***Trigger warnings for gun violence, torture, beatings, police brutality and murder***
I love a good mystery. There’s something very enthralling in reading about those living on the edge of some big plot that they fell into uncovering all the while watching them go about their lives, almost like a fly on the wall. Noir as a whole has appealed to me because of that, but the difference here is this is one written by Silvia Moreno-Garcia. And that just makes it all the more wonderful.
1970s, Mexico City. Maite is a secretary who lives for one thing: the latest issue of Secret Romance. While student protests and political unrest consume the city, Maite escapes into stories of passion and danger.
Her next-door neighbor, Leonora, a beautiful art student, seems to live a life of intrigue and romance that Maite envies. When Leonora disappears under suspicious circumstances, Maite finds herself searching for the missing woman—and journeying deeper into Leonora’s secret life of student radicals and dissidents.
Meanwhile, someone else is also looking for Leonora at the behest of his boss, a shadowy figure who commands goon squads dedicated to squashing political activists. Elvis is an eccentric criminal who longs to escape his own life: He loathes violence and loves old movies and rock ’n’ roll. But as Elvis searches for the missing woman, he comes to observe Maite from a distance—and grows more and more obsessed with this woman who shares his love of music and the unspoken loneliness of his heart.
Now as Maite and Elvis come closer to discovering the truth behind Leonora’s disappearance, they can no longer escape the danger that threatens to consume their lives, with hitmen, government agents, and Russian spies all aiming to protect Leonora’s secrets—at gunpoint.
There’s something very intimate about the way this book was written. I’ve not read huge amount of noir, especially some set against the very real Dirty War in Mexico. But I did feel what the author really achieved was giving us a private view into the lives of two people who to different levels, become entangled in the conflicts.

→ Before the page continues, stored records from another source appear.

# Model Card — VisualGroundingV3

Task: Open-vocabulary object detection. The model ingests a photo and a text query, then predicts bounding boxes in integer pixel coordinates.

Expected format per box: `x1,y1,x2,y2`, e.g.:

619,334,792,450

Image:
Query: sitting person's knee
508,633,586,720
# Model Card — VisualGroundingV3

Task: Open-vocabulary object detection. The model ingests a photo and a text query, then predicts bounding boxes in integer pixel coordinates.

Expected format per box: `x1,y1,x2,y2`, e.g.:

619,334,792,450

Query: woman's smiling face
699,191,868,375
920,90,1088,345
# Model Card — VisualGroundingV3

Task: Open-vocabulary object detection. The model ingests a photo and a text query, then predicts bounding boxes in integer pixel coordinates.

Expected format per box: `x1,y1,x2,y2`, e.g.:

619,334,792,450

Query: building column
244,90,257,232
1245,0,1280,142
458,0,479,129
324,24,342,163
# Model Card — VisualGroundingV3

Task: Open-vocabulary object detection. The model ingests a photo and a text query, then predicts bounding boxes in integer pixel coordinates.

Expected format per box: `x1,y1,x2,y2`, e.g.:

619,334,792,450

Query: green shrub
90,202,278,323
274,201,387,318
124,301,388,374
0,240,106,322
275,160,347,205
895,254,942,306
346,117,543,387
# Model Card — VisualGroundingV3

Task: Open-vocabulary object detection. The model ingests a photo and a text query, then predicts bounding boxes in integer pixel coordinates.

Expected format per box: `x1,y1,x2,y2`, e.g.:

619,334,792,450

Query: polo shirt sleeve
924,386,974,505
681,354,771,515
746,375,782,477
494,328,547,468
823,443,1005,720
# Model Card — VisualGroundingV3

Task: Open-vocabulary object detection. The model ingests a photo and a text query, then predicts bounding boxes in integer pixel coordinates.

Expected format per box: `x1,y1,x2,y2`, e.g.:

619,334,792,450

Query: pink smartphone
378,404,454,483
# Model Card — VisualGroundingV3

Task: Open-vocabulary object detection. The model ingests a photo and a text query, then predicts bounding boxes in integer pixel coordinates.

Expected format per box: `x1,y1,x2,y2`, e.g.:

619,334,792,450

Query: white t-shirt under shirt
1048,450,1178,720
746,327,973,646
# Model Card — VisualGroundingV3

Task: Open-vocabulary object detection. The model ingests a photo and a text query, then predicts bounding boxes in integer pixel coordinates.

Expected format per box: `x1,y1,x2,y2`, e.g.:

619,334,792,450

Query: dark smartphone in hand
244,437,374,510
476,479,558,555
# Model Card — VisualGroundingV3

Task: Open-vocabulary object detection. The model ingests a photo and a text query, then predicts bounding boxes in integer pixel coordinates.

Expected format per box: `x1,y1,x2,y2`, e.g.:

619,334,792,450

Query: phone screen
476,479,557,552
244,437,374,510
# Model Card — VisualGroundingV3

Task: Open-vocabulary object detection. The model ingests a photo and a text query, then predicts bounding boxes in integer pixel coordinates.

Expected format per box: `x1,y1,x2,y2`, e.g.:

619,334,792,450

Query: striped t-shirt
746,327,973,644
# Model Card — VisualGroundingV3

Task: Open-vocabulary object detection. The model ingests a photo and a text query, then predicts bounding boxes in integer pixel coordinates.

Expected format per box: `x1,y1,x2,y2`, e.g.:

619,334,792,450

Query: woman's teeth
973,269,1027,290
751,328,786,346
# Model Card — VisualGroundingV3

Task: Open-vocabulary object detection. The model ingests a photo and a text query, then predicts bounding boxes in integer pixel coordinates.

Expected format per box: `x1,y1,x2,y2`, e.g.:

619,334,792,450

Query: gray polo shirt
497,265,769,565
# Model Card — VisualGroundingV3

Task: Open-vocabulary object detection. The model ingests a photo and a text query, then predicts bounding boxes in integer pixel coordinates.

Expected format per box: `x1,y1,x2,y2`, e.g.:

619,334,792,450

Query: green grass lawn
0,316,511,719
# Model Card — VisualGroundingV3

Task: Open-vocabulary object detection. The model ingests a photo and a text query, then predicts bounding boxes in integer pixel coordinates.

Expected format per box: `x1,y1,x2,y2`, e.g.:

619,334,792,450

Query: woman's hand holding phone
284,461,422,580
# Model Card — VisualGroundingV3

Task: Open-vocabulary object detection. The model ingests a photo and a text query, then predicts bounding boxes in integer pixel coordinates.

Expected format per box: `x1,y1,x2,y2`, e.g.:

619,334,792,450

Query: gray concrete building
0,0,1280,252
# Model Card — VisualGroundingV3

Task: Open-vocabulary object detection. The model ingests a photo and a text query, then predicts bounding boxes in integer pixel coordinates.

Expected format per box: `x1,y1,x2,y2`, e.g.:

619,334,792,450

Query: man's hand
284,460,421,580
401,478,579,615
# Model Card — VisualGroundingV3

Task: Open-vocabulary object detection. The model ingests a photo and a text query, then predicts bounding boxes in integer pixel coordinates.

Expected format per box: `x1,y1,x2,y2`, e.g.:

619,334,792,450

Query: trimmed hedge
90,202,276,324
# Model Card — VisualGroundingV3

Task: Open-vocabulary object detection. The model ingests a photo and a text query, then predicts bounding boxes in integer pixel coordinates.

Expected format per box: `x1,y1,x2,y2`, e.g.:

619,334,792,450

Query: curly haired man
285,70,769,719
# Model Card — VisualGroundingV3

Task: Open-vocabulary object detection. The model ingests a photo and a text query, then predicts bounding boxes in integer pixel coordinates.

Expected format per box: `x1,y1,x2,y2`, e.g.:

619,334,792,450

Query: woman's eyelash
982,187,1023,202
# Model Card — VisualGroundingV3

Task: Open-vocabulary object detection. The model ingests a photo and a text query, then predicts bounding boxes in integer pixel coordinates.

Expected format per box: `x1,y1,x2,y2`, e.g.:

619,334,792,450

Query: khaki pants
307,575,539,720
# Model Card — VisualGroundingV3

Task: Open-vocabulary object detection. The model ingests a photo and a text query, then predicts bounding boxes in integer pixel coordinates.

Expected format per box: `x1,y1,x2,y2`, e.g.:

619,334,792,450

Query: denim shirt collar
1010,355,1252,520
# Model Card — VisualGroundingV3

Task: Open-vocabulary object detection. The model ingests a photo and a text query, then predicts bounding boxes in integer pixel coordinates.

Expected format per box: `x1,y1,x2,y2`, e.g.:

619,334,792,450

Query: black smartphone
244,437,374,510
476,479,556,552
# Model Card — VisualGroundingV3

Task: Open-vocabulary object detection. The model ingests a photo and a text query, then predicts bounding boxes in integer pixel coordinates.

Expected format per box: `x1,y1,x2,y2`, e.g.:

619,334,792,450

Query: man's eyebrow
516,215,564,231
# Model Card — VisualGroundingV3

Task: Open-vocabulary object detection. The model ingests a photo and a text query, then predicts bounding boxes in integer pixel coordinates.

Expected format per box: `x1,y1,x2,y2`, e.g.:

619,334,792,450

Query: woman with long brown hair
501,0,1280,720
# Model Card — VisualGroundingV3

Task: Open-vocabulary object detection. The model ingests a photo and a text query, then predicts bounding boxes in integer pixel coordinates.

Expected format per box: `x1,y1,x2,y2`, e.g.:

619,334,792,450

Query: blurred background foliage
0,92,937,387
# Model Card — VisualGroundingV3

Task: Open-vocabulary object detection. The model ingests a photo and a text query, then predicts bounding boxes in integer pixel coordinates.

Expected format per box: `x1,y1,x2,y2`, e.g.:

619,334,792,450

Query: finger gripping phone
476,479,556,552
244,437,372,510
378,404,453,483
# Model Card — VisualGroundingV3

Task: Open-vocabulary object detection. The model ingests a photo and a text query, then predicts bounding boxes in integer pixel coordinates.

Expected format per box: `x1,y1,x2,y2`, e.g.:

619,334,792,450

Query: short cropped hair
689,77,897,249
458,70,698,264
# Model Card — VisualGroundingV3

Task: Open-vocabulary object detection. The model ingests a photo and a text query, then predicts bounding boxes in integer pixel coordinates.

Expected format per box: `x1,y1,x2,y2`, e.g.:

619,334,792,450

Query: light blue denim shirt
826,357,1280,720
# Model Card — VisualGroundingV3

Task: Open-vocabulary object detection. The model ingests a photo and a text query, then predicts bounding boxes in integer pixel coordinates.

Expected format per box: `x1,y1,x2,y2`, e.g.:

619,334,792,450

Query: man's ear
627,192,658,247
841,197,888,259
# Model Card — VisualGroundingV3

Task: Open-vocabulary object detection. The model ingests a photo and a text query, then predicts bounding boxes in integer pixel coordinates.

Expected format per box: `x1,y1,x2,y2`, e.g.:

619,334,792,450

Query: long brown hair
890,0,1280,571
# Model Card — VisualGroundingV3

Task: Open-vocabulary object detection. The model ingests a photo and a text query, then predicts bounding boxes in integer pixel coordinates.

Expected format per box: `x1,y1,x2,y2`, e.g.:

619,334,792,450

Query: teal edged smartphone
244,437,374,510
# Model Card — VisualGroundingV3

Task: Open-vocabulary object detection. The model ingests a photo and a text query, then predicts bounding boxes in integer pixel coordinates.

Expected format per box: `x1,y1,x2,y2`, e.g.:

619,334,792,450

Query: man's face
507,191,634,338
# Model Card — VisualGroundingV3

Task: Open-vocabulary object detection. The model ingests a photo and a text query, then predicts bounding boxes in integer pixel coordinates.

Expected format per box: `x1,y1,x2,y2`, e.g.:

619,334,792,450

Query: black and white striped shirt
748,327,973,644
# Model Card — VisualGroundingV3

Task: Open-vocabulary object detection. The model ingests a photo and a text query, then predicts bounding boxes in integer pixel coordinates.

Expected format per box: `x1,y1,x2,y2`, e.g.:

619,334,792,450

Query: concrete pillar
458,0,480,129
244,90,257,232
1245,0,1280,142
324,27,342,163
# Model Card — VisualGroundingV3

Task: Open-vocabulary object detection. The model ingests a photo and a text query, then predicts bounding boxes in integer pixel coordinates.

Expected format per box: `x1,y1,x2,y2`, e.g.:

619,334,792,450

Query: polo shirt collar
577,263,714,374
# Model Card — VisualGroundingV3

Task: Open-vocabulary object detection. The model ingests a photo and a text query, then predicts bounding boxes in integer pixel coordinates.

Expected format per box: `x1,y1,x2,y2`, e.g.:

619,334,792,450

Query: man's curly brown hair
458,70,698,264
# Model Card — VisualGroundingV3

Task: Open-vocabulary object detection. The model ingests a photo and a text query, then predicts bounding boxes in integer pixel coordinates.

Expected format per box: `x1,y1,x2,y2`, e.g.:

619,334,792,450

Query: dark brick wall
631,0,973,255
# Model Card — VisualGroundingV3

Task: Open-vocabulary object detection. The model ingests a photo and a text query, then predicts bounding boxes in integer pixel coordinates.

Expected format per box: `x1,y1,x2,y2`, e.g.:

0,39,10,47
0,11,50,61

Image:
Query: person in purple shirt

We follow both Maite and Elvis. Maite, a daydreaming woman entering her thirties has limited to no awareness of the world around her. She retreats to her own private fantasy world, living for each installment of her favourite comic, Secret Romance. She maintains a collection of imported records, different recordings of songs she could easily buy in Mexico. She keeps a pet bird and dreams of touring the Carribean. Meanwhile she also can’t afford to pay for her car the be repaired at the mechanic currently keeping it. Her bird’s cage is too small and kept closed by a piece of string. She steals from her neighbors and she is very lonely.
I felt for Maite a lot over this book. Granted, I imagine she is that kind of protagonist that will annoy many readers, especially her more flighty nature. But I can’t help but appreciate what she is trying to do. She is looking to make a better life for herself, she is making a go out there, much to her mother’s horror. She lives alone, she isn’t married and she has no interest in settling. But for only the fact this facade she puts up leads to her living far beyond her means. Her complete ignorance of the world outside leads her to getting caught up in more danger when she thinks her missing neighbour is nothing more than an exciting mystery from the pages of her romance comics.
This is a similar feeling I have toward Elvis, another hopeless romantic but one living right at the front of the Dirty War. Elvis works for the Hawks, a very historical and real paramilitary group charged with suppressing the insurrection of left wing student groups and protesters. El Mago, the man running Elvis’s cell of the Hawks is his idol. The tragedy of Elvis, a young man who chose the name of a rock star to escape his poor background. He also wants to make a name for himself, setting himself tasks of learning a new word every day, maintaining his appearance to the standard El Mago expects his Hawks to. All this in hope he can be like El Mago someday. Be his best. Out of the two leads, I had a stronger pull to him just mostly since compared to Maite, he had good instincts and despite worshiping his boss, he remained a little more skeptical. He asks after a colleague who he rushed to a hospital during an attack on a student rally, he gets told he is gone back to his family but he never gives up on his friend. Well at least the closest thing he has to one, and I just had to admire his tenacity.
The plot and pacing here are so expertly done, I ended up picking up Untamed Shore, Moreno-Garcia’s crime novel just looking for more of it. One thing I was struck by was how she created this atmosphere that lacked the tension I usually associate with similar stories and somehow made it mundane? Maite as a protagonist is going through the motions at all times and until at least the climax of the novel, is doing the same with Leonora’s disappearance and Elvis treats his tasks of commanding torture as just a day at the office. That to me is far more terrifying. The fact that these things could become a “new normal” almost, and this was happening up until 1982 is just horrifying and could only be handled this well by an author like this.
I really enjoyed this, it was my first non SFF read in a while and it was absolutely absorbing. If you wish to read any of Silvia Moreno-Garcia’s work, this is the year for it with her novels of previous years coming back into publication and the right time of year to read Mexican Gothic upon us.
Thank you to Jo Fletcher Books for sending a copy of this in exchange for a review, Velvet Was the Night is out now. Thanks for checking in all! Happy reading!